I don't know about you, but I think that would be one of the worst ways to go. I had just settled at my desk after doing a mini cool down work out on my floor (and got four bug bites in the procees! I really need to fix my vacuum because this floor is in serious need of cleaning). I opened my computer to check my email and do a bit of procrastination before studying for my physics exam, and noticed something crawling up my desk. One of the weirdest, scariest, craziest looking bugs of my life. It seemed like it was crawling backwards and had entire too many legs to be a fly or a spider. Turns out some of those legs were like little mouth flappy things. EW. It was a small spider, but a scary ass spider. I pointed it out to the roomie, who promptly told me it was a jumping spider, and right on cue, it jumped down a little ways on the shelf. I freaked the fuck out. Now, I'm usually okay with bugs as long as they're not really close to me/on me. Creepy crawlies scare the crap out of me, but if its a good distance away, with no chance it'll crawl on me, I can stay calm and execute a plan of action. A jumping spider is a completely different story. We immediately started yelling for one of my suitemates who is not squeamish about killing bugs like the roomie and I are, and after a couple of terrifying hops, the spider was no more. May you rest in peace, but thank god you're dead.

Saturday, September 18, 2010

Girl Who Broke in Two

Sitting in the SCC studying on a Saturday night. It's cold. I'm tired. I'm pissed the fuck off because my vacuum is down for the count. I'm confused. I don't know what to do. I want coffee. Einsten's is closed. I have an exam in three days. It was a good day. Not a good night. Bad mood. Goodbye.

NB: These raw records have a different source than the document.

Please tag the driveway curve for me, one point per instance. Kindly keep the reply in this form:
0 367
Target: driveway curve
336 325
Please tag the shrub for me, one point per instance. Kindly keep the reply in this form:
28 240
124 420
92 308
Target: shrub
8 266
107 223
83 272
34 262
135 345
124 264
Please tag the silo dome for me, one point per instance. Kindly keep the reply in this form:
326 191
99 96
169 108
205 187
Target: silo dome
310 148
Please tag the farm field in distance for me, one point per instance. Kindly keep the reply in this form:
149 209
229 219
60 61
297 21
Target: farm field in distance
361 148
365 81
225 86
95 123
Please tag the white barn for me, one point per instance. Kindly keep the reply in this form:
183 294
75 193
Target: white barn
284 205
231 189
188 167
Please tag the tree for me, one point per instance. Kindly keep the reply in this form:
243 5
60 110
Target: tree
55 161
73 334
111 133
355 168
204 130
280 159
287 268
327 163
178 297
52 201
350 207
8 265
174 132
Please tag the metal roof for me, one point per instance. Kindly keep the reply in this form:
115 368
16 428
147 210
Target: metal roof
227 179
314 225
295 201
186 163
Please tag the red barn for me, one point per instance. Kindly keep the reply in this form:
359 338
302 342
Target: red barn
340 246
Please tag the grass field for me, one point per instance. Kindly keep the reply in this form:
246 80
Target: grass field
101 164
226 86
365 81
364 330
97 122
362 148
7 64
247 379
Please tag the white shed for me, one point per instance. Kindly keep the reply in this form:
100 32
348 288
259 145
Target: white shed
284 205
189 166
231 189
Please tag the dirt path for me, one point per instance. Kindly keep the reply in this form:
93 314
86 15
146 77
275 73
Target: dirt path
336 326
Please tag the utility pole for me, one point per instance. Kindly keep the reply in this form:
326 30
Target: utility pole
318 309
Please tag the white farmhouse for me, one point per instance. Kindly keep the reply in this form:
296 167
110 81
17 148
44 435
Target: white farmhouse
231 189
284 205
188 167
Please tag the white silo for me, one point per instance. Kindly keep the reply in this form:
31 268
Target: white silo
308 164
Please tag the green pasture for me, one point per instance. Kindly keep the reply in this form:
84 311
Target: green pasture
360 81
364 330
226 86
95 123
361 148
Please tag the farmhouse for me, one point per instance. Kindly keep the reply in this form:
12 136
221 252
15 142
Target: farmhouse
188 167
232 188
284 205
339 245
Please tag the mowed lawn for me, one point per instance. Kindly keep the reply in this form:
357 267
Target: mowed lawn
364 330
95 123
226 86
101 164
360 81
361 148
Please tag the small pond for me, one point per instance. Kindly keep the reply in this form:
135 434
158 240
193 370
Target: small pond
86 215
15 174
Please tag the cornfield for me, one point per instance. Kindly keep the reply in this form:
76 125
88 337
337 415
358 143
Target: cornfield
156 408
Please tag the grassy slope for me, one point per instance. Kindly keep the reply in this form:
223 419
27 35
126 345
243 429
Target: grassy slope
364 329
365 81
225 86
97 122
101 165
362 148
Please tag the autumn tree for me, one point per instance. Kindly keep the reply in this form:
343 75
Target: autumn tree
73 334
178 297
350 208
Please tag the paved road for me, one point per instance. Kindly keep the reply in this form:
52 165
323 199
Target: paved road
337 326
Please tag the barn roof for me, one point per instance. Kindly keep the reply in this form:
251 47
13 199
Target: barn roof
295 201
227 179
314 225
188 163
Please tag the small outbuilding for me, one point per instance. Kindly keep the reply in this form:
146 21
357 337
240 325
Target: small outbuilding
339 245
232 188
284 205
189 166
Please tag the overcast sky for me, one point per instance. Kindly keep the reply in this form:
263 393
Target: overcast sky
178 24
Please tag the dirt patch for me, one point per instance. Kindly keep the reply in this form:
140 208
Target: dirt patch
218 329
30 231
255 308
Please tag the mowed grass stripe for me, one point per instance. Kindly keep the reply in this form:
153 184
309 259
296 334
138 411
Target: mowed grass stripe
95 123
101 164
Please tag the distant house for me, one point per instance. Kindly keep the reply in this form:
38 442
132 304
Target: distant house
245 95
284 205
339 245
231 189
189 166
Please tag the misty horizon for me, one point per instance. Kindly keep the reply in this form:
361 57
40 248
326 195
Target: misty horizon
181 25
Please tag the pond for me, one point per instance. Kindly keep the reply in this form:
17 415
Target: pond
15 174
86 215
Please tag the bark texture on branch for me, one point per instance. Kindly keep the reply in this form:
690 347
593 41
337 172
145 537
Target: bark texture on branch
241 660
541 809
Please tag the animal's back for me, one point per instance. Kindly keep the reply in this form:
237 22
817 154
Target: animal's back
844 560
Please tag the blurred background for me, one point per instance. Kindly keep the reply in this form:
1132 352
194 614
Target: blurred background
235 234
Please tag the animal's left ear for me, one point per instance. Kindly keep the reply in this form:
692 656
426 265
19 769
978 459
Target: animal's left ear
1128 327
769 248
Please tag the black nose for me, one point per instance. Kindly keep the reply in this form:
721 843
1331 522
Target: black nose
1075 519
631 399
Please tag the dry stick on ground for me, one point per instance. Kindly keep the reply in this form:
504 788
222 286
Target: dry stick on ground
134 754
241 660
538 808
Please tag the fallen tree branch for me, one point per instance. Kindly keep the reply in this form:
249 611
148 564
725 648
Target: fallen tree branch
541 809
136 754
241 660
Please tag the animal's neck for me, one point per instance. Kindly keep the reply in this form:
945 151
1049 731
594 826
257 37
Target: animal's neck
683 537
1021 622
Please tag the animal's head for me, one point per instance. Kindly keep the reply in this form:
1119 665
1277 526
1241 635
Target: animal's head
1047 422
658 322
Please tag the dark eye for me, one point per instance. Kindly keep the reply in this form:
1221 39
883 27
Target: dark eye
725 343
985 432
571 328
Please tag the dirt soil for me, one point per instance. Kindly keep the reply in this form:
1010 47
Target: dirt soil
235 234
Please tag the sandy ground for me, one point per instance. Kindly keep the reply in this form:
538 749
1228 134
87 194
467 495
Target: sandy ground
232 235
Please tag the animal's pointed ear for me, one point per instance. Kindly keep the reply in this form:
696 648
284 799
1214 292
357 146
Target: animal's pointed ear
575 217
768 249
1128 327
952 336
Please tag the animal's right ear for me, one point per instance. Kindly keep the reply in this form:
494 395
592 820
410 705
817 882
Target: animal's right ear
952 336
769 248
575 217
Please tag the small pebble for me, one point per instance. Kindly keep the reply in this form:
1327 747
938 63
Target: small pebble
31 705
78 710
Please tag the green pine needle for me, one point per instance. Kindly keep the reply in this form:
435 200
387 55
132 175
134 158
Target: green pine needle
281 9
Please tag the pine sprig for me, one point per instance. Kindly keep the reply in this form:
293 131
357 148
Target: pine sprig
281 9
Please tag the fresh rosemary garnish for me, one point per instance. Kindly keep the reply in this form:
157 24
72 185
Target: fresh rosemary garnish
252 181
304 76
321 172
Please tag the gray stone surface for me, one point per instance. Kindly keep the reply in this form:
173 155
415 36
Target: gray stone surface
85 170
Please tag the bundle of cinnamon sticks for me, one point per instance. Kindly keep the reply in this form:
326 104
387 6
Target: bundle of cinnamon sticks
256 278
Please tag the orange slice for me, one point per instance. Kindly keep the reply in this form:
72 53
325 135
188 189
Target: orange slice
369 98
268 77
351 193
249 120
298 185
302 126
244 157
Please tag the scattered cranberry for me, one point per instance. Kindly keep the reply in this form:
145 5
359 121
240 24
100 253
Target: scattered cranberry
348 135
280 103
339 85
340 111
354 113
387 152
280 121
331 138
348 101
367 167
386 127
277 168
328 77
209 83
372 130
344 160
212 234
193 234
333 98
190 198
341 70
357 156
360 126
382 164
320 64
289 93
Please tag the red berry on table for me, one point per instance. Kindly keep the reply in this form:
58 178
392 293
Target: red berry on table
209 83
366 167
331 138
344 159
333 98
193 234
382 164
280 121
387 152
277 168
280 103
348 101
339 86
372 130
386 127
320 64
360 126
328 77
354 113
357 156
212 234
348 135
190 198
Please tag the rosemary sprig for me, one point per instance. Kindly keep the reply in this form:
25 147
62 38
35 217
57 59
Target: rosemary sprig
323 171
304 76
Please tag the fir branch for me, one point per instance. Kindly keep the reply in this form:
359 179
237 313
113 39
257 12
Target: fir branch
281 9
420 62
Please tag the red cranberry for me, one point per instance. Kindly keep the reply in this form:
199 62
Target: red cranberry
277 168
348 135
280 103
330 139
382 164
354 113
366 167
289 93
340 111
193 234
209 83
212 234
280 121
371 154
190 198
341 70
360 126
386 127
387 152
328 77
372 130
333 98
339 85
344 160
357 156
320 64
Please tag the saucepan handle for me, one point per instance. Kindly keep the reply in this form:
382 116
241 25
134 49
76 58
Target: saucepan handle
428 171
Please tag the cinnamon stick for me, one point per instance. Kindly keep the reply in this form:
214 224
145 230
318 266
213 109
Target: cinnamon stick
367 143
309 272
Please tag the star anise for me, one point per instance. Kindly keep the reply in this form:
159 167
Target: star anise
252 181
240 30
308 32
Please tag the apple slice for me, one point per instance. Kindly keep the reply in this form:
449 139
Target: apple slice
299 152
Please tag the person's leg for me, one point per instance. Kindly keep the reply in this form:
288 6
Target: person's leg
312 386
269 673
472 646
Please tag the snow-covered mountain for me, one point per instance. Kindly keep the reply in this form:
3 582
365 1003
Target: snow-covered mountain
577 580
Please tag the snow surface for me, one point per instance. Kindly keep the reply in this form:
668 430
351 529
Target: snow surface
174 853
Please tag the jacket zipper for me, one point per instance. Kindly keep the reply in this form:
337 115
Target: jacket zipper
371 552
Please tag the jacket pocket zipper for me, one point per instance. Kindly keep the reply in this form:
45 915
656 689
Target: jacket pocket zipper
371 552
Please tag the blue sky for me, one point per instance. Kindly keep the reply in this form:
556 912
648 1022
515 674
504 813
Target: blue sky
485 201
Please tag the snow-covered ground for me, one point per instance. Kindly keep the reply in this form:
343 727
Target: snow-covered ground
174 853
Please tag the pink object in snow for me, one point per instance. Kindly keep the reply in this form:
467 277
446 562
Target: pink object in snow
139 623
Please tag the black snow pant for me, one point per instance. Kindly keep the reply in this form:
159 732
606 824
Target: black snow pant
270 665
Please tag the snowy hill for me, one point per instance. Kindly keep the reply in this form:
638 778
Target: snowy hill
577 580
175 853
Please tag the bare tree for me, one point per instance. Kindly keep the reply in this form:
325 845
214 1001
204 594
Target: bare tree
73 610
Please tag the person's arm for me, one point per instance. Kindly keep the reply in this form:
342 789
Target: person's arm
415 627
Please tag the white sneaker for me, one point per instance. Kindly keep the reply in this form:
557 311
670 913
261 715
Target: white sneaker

Wednesday, September 1, 2010

I Melt With You

Reasons I HATE summer:

- MOSQUITOES. (I literally have 16 bug bites on my legs and I wore jeans. MY LEGS ITCH LIKE NO OTHER)
- people who think it's suddenly okay to wear bikinis 24/7
- the disgusting humidity that makes you sweat just standing outside and glisten all day
- the unbearable heat
- shorts
- my lack of the ability to tan
- the large amount of people who suddenly decide they like the beach

Monday, August 30, 2010

Sick Cycle Carousel

Imagine one of those big, grey trash cans, half filled with used tissues, rotten food, condom boxes, feminine products and food containers. Can you imagine that sickly trash smell? The brown banana peels, white to-go containers, dirty paper towels and who the fuck knows what else. The roomie and I just spent the past hour sifting through the trash located outside of our dorm, receiving curious looks by sketchy boys as we searched for her missing retainer. One little pink retainer in a sea of pure revolting, vile, disgusting, nauseating, foul and just plain nasty rubbish. Despite our efforts, multiple pairs of latex gloves, copious amounts of Glade air freshener, and use of numerous trash cans, we could not find it. The roomie was a real trooper throughout the entire ordeal, literally looking through each paper towel and even turning the trash out onto the pavement for a thorough examination. I'm the squeamish type and lacked gloves, so I mostly was there for moral support and was on Glade duty. The suite was already swept various times; every possible place was explored and re-examined. Sadly, we end the night with little success. The retainer still evades us, but I'm confident that we will find it sooner or later. Tomorrow is a new day! But for now, fuck you retainer.